Publicado en The Lancet, se trata del primer ensayo de fase III de una terapia celular elaborada a partir de células de donantes y administrada por vía intravenosa para tratar una enfermedad genética y el primero en niños y hombres jóvenes con esta patología en estado avanzado. La terapia se cultiva a partir de células cardiacas donadas para trasplante que no llegaron a utilizarse.
Marisol Montolio, directora del departamento de Investigación y del departamento de Tecnología de Duchenne Parent Project Spain y directora de la Cátedra de Enfermedades Raras de la Universitat de Barcelona, ha destacado en declaraciones que recoge el Science Media Centre que «se trata de una terapia celular alogénica sistémica que se ha evaluado en participantes con distrofia muscular de Duchenne ambulatorios tardíos y no ambulatorios».

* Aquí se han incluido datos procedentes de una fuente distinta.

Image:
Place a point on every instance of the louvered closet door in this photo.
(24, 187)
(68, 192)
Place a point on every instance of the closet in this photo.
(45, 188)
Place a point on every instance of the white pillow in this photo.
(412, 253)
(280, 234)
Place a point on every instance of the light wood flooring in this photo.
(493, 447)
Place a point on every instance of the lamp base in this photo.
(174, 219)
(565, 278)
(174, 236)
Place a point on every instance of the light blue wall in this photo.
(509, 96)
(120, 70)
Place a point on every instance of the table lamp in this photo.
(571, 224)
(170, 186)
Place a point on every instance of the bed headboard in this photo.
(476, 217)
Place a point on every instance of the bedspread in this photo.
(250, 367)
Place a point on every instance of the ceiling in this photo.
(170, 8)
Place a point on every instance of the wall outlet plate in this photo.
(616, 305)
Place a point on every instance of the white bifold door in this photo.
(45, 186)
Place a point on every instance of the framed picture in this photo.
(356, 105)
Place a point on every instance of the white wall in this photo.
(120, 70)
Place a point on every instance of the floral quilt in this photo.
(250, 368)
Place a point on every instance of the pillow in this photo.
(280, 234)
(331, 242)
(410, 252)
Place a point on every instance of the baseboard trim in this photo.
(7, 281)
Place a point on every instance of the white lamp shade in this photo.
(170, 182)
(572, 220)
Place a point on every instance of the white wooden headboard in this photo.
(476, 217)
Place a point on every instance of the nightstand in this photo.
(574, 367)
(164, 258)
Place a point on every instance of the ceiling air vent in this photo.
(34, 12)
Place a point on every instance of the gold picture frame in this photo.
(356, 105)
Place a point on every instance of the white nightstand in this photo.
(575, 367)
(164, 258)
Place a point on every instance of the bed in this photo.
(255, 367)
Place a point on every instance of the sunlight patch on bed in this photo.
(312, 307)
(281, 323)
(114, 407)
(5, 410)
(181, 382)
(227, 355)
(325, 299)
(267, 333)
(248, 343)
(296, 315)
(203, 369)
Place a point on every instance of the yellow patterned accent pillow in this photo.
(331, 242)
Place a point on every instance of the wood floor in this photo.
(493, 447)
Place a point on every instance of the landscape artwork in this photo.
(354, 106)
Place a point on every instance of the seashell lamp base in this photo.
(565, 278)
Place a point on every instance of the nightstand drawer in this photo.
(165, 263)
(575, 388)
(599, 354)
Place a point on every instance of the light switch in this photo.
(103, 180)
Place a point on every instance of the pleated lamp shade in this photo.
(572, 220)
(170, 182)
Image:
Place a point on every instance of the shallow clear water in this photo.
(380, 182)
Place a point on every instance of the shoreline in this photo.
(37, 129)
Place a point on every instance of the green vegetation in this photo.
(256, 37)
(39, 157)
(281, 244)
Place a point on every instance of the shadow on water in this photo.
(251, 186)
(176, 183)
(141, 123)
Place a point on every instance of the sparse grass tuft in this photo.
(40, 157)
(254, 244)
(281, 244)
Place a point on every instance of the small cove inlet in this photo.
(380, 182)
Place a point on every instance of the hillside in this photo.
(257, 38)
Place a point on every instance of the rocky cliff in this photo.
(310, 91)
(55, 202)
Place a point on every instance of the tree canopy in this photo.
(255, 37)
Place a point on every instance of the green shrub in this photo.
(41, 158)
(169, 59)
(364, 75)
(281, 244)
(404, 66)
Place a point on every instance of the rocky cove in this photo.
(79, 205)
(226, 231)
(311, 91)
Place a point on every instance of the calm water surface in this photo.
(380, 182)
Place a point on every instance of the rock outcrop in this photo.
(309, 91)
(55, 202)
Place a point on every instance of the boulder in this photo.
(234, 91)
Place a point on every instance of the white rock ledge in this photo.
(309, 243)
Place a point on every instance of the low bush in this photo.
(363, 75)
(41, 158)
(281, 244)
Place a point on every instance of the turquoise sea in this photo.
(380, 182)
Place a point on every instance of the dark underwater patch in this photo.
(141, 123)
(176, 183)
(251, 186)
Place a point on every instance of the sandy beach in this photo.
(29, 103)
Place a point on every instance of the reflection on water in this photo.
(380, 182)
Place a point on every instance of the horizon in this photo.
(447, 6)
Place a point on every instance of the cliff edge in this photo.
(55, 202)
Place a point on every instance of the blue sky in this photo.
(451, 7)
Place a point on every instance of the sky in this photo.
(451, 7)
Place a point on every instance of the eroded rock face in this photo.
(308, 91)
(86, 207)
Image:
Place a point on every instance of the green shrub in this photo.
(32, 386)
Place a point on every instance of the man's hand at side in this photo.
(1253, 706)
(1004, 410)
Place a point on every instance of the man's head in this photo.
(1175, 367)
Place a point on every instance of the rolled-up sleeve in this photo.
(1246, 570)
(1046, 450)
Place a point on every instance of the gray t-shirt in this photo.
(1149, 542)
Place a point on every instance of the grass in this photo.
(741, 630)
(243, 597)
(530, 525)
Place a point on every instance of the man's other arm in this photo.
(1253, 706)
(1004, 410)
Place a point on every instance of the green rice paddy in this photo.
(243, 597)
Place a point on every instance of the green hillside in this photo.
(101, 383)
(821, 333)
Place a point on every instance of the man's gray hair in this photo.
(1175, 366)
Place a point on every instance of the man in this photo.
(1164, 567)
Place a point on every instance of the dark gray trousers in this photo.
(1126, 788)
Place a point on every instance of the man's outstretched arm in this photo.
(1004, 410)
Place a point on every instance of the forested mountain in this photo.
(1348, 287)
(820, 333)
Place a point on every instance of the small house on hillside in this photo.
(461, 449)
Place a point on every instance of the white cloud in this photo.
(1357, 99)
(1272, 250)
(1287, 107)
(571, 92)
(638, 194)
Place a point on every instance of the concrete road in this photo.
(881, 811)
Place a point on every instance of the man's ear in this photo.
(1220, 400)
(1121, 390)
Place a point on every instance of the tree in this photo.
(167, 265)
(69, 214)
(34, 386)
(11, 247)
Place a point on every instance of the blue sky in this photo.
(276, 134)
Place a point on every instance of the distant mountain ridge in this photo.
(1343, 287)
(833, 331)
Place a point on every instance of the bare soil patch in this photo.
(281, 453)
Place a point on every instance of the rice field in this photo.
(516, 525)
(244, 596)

Marisol Montolio: «Se trata de una terapia celular alogénica sistémica que se ha evaluado en participantes con distrofia muscular de Duchenne ambulatorios tardíos y no ambulatorios»
El ensayo reunió a 106 niños y hombres jóvenes de entre 10 y 22 años con distrofia muscular de Duchenne avanzada en 20 centros de Estados Unidos. Aleatoriamente, un grupo de 54 personas recibió deramiocel y otras 52 personas recibieron un placebo por vía intravenosa cada tres meses durante un año en una clínica ambulatoria.
Tras un año, los participantes que recibieron deramiocel perdieron el uso de sus brazos más lentamente que los que recibieron placebo. Su movimiento general del brazo disminuyó aproximadamente un 54% más lentamente que en el grupo placebo, y su movimiento del codo aproximadamente un 65% más lentamente.
Además, la terapia no produjo una diferencia clara en la capacidad de bombear sangre del corazón. Entre los 64 participantes que ya padecían miocardiopatía y contaban con exploraciones cardiacas adecuadas, la función cardiaca se conservó mejor con deramiocel que con placebo.
Estos resultados adquieren especial relevancia ya que «no existen terapias específicas aprobadas para la miocardiopatía en la distrofia muscular de Duchenne, la cual es la principal causa de muerte en pacientes con esta enfermedad», ha recordado Montolio.
«No existen terapias específicas aprobadas para la miocardiopatía en la distrofia muscular de Duchenne, la principal causa de muerte en estos pacientes», ha recordado Montolio
En un grupo más pequeño de 22 participantes cuyas exploraciones pudieron compararse antes y después del tratamiento, deramiocel también se asoció con una menor propagación de la cicatriz cardiaca, aunque serán necesarios más estudios para confirmar el hallazgo.
La terapia fue generalmente segura y no se notificaron fallecimientos durante el ensayo. Las reacciones alérgicas fueron más frecuentes con deramiocel (42%) que con placebo (15%). Casi todos los efectos secundarios fueron leves o moderados y desaparecieron en uno o dos días. Los más comunes fueron dolor de cabeza, tos, fiebre, náuseas y taquicardia. Pese a los resultados del ensayo Hope-3, la investigadora ha subrayado que «deramiocel no corrige la falta de distrofina de estos pacientes, pero es capaz de atenuar la progresión de la enfermedad».